(724b) The Development and Demonstration of Best-Practice Guidelines for the Start-up Injection of CO2 into Highly-Depleted Gas Fields

Highly-depleted gas fields represent prime potential targets for large-scale storage of captured CO₂ emitted from industrial sources and fossil-fuel power plants. Given the potentially low reservoir pressure as well as the unique thermodynamic properties of CO₂, especially in the presence of stream impurities, the injection process presents significant safety and operational challenges.

The most effective way of transporting the captured CO₂ for subsequent sequestration using high-pressure pipelines is in dense phase. The CO₂ arriving at the injection well will typically be at pressure greater than 70 bar and at temperature between 4 and 8 ºC. Given the substantially lower pressure at the wellhead, the injection of CO₂ will result in its rapid, quasi-adiabatic Joule-Thomson expansion leading to significant temperature drops. This could pose several risks, including hydrate and ice formation around the wellbore and thermal shocking of the wellbore casing steel, leading to its fracture and ultimately escape of CO₂.

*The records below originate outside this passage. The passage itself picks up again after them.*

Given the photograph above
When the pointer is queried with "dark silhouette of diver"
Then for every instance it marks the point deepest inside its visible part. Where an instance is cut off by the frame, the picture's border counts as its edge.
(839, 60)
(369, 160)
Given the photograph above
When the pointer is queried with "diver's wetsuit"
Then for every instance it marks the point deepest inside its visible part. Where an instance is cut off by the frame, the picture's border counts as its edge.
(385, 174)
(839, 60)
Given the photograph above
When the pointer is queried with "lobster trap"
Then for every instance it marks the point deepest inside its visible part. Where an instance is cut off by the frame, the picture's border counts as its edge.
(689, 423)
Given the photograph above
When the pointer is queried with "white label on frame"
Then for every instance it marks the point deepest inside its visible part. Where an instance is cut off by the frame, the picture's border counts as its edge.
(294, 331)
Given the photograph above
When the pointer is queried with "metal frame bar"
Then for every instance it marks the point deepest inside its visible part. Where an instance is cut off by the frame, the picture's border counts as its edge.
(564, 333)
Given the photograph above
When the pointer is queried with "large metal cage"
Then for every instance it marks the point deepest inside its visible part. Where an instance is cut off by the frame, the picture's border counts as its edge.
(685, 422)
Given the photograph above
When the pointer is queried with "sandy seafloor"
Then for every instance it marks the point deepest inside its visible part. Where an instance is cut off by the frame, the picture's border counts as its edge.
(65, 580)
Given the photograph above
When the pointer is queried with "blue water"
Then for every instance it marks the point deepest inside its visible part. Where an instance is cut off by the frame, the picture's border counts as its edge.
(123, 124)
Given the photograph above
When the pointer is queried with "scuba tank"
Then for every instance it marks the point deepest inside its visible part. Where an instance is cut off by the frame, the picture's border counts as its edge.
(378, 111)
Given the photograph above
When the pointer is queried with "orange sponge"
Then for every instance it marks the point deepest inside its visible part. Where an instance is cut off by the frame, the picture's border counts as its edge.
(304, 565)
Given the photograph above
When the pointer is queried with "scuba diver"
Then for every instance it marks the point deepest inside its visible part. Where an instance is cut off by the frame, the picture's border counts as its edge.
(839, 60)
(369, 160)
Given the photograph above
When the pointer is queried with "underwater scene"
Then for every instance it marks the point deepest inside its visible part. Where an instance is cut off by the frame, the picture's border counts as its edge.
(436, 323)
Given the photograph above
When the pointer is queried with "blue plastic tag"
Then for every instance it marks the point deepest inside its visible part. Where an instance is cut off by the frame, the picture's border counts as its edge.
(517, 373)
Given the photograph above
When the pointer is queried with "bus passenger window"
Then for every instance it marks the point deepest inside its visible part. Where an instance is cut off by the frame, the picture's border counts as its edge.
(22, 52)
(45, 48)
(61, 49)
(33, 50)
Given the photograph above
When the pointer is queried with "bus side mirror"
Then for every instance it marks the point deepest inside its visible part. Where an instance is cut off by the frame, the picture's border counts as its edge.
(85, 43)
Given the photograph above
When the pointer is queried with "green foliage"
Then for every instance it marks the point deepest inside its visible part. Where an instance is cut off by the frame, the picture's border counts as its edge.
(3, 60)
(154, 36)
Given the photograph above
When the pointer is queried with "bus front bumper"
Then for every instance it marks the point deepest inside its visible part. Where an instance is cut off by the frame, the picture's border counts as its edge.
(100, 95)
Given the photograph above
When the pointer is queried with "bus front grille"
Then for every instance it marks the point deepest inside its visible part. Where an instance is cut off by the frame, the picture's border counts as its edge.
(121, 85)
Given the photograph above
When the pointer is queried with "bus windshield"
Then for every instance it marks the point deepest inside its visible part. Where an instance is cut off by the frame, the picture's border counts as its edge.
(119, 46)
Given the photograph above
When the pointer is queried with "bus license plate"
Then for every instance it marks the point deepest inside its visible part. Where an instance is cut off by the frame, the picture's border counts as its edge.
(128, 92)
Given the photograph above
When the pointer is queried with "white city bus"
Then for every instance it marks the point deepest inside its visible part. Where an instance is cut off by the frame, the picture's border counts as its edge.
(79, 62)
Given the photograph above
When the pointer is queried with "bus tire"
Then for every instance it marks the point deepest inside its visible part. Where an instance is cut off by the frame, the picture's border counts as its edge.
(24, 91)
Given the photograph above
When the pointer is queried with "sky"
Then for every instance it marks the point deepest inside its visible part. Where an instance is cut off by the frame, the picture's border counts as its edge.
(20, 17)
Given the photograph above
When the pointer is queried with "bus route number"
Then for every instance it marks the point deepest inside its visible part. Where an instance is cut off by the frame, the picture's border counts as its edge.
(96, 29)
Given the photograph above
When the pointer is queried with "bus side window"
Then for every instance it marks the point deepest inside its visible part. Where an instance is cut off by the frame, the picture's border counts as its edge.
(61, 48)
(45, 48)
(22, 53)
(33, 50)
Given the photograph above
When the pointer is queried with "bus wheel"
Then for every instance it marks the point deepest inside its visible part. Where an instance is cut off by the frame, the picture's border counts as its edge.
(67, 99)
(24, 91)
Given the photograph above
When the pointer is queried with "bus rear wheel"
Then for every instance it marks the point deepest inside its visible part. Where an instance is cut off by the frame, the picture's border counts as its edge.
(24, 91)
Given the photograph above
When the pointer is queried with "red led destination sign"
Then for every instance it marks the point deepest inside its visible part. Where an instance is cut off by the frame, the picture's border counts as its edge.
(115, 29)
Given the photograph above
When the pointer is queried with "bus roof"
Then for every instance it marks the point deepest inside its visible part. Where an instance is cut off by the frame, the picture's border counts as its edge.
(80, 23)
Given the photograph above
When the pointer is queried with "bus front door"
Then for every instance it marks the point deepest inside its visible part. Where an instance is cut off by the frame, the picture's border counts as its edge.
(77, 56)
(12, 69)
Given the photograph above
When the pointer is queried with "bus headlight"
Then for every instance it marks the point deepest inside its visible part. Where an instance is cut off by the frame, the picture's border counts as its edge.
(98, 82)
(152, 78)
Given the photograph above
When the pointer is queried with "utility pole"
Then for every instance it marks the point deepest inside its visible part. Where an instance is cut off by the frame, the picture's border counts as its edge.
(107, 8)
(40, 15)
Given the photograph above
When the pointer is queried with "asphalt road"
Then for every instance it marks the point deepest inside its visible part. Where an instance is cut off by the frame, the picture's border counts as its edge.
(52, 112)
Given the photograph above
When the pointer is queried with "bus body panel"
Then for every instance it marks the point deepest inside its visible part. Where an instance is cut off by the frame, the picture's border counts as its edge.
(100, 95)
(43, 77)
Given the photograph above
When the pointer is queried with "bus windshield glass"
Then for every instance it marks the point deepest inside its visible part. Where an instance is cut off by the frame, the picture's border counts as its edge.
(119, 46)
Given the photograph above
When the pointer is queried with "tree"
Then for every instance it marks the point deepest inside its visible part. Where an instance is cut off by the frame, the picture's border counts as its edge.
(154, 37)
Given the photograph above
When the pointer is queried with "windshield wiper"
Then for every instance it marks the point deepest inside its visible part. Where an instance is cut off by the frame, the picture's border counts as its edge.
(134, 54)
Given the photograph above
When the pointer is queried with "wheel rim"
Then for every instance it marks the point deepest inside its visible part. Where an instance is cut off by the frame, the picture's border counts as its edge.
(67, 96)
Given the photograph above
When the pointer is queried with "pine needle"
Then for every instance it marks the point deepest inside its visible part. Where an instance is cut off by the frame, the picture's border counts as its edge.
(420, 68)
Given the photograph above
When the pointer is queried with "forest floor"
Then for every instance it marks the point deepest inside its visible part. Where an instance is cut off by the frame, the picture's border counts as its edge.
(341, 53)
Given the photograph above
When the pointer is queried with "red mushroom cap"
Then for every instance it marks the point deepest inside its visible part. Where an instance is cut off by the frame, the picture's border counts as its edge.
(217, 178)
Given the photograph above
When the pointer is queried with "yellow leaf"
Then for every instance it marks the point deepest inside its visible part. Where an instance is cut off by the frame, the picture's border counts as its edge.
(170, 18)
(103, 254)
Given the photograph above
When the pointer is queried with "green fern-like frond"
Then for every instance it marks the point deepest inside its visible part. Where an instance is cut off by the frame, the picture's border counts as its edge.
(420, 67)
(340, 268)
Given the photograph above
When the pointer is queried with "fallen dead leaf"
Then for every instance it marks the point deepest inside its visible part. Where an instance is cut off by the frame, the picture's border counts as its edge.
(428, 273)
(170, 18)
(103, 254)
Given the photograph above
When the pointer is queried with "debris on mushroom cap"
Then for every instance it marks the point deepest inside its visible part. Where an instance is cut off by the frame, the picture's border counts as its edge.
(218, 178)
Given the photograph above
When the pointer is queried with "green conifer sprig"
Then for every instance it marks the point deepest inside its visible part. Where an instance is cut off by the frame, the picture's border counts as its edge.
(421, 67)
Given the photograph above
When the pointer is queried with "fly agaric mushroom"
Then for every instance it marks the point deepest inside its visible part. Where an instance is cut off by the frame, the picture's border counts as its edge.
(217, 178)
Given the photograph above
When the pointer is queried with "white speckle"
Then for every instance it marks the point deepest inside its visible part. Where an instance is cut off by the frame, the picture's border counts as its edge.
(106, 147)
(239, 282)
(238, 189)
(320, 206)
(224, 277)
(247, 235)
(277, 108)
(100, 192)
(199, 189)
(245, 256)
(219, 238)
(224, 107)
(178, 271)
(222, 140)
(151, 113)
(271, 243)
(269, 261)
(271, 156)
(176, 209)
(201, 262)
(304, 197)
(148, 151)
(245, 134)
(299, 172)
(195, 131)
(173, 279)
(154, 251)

Despite its importance, the modelling of the flow dynamics taking place during the start-up injection of CO₂ has been devoted mainly to either steady-state operations¹ or flows where only pure CO₂ is injected². The steady-state flow model is inappropriate as it ignores important phenomena, such as expansion wave propagation and bubble nucleation, occurring during the rapid depressurisation process. In addition, there is little work in the literature regarding the impact of the injection rate and the upstream inlet conditions (e.g. temperature and pressure) on the degree of cooling along the well³. Moreover, all previous work has been confined to pure CO₂. In practice the injected CO₂ will have a range of different impurities which will have a profound impact on the CO₂ fluid phase behaviour and hence its injectivity⁴.

The aim of our work is twofold. First, we present in detail a homogeneous relaxation flow model for the numerical simulation of the highly transient phenomena taking place in the wellbore. Mass, momentum, and energy conservation equations are considered in the tubing. Wall friction, gravitational force, and heat transfer between the fluid and the surrounding formation are also taken into account. The phase equilibrium and thermodynamic properties for CO₂ are determined using the Peng-Robinson equation of state, which guarantees both accurate and computationally efficient predictions of VLE data for CO₂⁵. Operational envelopes for the injection well are obtained from data already available in the literature³. Second, by performing a sensitivity analysis on various injection rates and temperatures, we propose optimal transient-operation design and develop best-practice guidelines for the minimisation of the risk associated with start-up injection of CO₂ into highly-depleted gas fields.

1. Hughes D., Carbon storage in depleted gas fields: Key challenges, Energy Procedia, 1, 2009, 3007-3014.

2. Galic H., Cawley S. and Bishop S., CO₂ injection into depleted gas reservoirs, SPE 123788, 2009, 1-8.

3. Li X., Xu R., Wei L. and Jiang P., Modeling of wellbore dynamics of CO₂ injector during transient well shut-in and start-up operations, International Journal of Greenhouse Gas Control, 42, 2015, 602-614.

4. Brown S., Beck J., Mahgerefteh H. and Fraga E. S., Global sensitivity analysis of the impact of impurities on CO₂ pipeline failure, Reliability Engineering & System Safety, 115, 2013, 43-54.

5. Oosterkamp A. and Ramsen J., State-of-the-art overview of CO₂ pipeline transport with relevance to offshore pipelines, Technical Report, PolyTec.